O Maranhão é um estado brasileiro que tem uma história de conflitos agrários. A Baixada Maranhense, uma região da Amazônia Legal, é um dos locais mais conflitantes do país. A região é formada por lagos e campos sazonavelmente alagáveis, onde vivem comunidades quilombolas, indígenas e camponeses que se sustentam com a agricultura de subsistência, a pesca e a coletivização dos campos.
No entanto, esses territórios estão sendo ameaçados pela expansão da criação de búfalos, pelo cercamento ilegal de terras e por projetos defendidos pelos governos. O governador Carlos Brandão sancionou a “Lei da Grilagem”, que beneficia os latifundiários e suspende a regularização fundiária das terras tradicionalmente ocupadas pela população quilombola e demais comunidades camponesas.

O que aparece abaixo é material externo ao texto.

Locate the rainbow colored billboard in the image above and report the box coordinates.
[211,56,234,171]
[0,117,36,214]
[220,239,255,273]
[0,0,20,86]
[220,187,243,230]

Um dos conflitos mais graves da Baixada ocorre na comunidade de Flexeiras, no município de Arari, onde os camponeses lutam contra o cercamento e a grilagem desde 2018. A reação dos latifundiários foi sanguinária e lideranças foram assassinadas. No entanto, a comunidade obteve uma importante vitória quando o Poder Judiciário reconheceu a posse camponesa do território.
O Opinião Socialista entrevistou Iriomar Teixeira, do movimento Fórum e Redes de Cidadania do Maranhão e advogado dos camponeses, que explicou a situação.
A Justiça reconheceu a posse dos camponeses sobre os territórios da comunidade de Flexeiras, em Arari, na Baixada Maranhense. Por que isso é importante?
Iriomar Teixeira – Porque reconhece um direito já sedimentado na consciência do povo camponês de Flexeiras, em Arari. É um reconhecimento daquilo que os camponeses já têm plena consciência, porque já estão lá há séculos e vivem da terra. Moram e produzem nessa terra.
É importante porque o próprio Estado reconhece, através do Poder Judiciário, que é um poder distante do povo, um lugar de privilégio. Esse reconhecimento veio agora, por meio da Vara Agrária, que é uma vara, aqui no Maranhão, especializada em conflitos fundiários coletivos. É o reconhecimento da voz dos camponeses, da posse legítima dos camponeses.
Mas, esse reconhecimento é fruto de muita luta das organizações do povo, que lutaram por seis anos. Foram muitas as lutas. Mobilizações e atos das comunidades, denunciando a invasão do latifúndio, e, ao mesmo tempo, reclamando dos poderes do Estado.
Nesses seis anos, teve muita luta e organização dos camponeses e um forte enfrentamento contra muitas autoridades. Houve, inclusive, assassinatos, tentativas de assassinatos, criminalização e a prisão de dezenas de camponeses. Conta para a gente um pouco essa história.
Como é recorrente no Brasil, a comunidade foi vítima da grilagem de terras. Aqui, foi isso. Um homem chamado Raimundo Nonato, latifundiário bastante conhecido na Baixada Maranhense, promoveu essa grilagem.
Houve a invasão da terra dos camponeses e, ao mesmo tempo, essa pessoa acionou o Estado, dizendo que aquela posse era dele. E, num primeiro momento, o juiz da Comarca de Arari concedeu uma liminar de manutenção de posse em favor deste grileiro e mandou uma grande quantidade de policiais, que invadiram a comunidade para que os camponeses não tivessem acesso à área. Isso foi no início de 2018.
Mas, mesmo assim, o povo não se intimidou nessa luta. Resistiram e não baixaram a guarda. Enfrentando situações e realidades muito parecidas com a de Flexeiras, essa resistência foi se espraiando no território da Baixada Maranhense porque outras comunidades também foram se encorajando com esse exemplo dado pelo Povoado de Flexeiras.
As autoridades de Arari não deram nenhum encaminhamento às nossas denúncias. Começou a ter um processo de criminalização muito grande das comunidades, das lideranças e dos lutadores. Em quatro anos, foram oito ataques que terminaram no homicídio de seis camponeses. Foi um banho de sangue, na verdade. Por isso, essa vitória significa tanto. É uma vitória em honra daqueles que tombaram na luta e derramaram seu sangue em prol dessa luta.
E como os movimentos camponeses, quilombolas e indígenas do Maranhão devem reagir à lei do governador Carlos Brandão que entrega o que ainda restam de terras públicas no estado?
Primeiro, é derrotá-la. Não tem outra forma. E o governo já deu demonstração de que não vai revogá-la com o diálogo. A única forma de se derrubar a lei é através da pressão popular. Os movimentos populares, especificamente aqueles que atuam no campo maranhense, devem assumir isso como uma bandeira e pressionar o governo até que a lei seja revogada. Ou, então, as consequências serão drásticas, aqui. Com o aumento dos conflitos, dos assassinatos, das ameaças e das milícias que têm crescido no campo.